One of the main problems of the cheaper VPS's is they often offer really limited storage which dosn't go well with imageboards as they host many... guess what, images, some even full on videos.
There are two ways to calculate how much storage you need for your imageboard using 4chan stats, the right way, and the dirty way, let's start with the dirty way:
On the bottom of 4chan's front page inside the stats section right now it says "Active Content: 1258 GB", knowing there are 74 boards in total, each having 100 threads that means 1258/74 = 17GB per board, this number takes into account /hg/ which has a higher file size cap of 6MB and encourages higher quality thus bigger in size images also /gif/ and /wsg/ which both only allow webm files, many users encode their longer webms to use as close to 4MB as possible as to get the highest quality possible, another board that can shift the numbers is the /f/ board which allows file sizes up to 10MB and the files tend to get close to said cap; this way was really simple and dosn't take into account many smaller details but can give you an overall picture on how much storage your imageboard might need, considering you have a 4MB cap and only allow images (no webm) 15GB per board should be plenty, keep in mind if you make the size cap let's say 8MB, you don't actually need 30GB, you should be fine with 20GB, as most users don't get even close to the default 4MB cap, and if once in a while for some coincidence you start running out of space, you can just delete one or two low quality threads, out of a houndred per board there should be plenty and users might not even notice, another tip I already mentioned on this blog is to add a rule against image dump threads, I think such a rule is dumb because of the nature of imageboards but some consider these threads low quality and they can use lots of storage.
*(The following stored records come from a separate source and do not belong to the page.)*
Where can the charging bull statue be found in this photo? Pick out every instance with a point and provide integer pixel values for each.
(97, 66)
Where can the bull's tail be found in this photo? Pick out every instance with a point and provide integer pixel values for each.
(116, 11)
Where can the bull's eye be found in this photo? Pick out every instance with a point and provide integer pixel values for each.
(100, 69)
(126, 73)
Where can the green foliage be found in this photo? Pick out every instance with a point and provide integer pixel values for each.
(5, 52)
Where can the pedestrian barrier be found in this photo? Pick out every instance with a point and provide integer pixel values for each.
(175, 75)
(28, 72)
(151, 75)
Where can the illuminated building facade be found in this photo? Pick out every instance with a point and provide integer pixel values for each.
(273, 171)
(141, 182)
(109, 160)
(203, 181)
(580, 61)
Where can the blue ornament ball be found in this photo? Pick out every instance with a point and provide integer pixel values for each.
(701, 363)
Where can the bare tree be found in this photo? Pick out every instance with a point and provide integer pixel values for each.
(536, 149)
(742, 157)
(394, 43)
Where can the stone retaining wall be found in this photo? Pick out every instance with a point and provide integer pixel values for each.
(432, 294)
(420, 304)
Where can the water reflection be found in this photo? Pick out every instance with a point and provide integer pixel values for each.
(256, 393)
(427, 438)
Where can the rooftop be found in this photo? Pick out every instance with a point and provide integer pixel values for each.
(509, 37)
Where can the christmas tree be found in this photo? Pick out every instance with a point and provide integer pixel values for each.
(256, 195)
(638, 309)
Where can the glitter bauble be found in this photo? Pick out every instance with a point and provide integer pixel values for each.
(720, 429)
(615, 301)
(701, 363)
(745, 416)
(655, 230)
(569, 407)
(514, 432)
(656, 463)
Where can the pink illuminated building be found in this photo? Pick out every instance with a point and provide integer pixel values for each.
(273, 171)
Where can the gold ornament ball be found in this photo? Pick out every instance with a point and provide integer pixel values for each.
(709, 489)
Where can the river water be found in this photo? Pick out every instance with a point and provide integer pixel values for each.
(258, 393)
You should also know the worst case scenario is 4(MB)*100(threads)*300(posts) = 120GB per board, and, while very unlikely this is possible and I am sure 90% of imageboards aren't prepared for it. (numbers depend on your imageboard configuration)

And the right way is a whole other story...
4chan has a JSON API which means you can easily extract some data they offer about each thread/post/board, now all you would need to do is write a script to scrape specific data over some time period (lets say a week) and with that data you can make some more accurate numbers, this way you would be able to individually scrape each board which means you can ignore specific boards like /hr/, /gif/, /wsg/ and /f/ or in the case you want to see how much storage a single webm-enabled board would use you can individually scrape /gif/, this way is way more accurate and allows you to calculate things the dirty way dosn't.

Conclusion? 28chan needs a host with 225GB of storage, or less boards...
This entry might not seem that interesting but I never thought about how big 28chan would be with all boards full, and its current server is not prepared at all for it even though it should last some before needing to migrate to buyvm.net.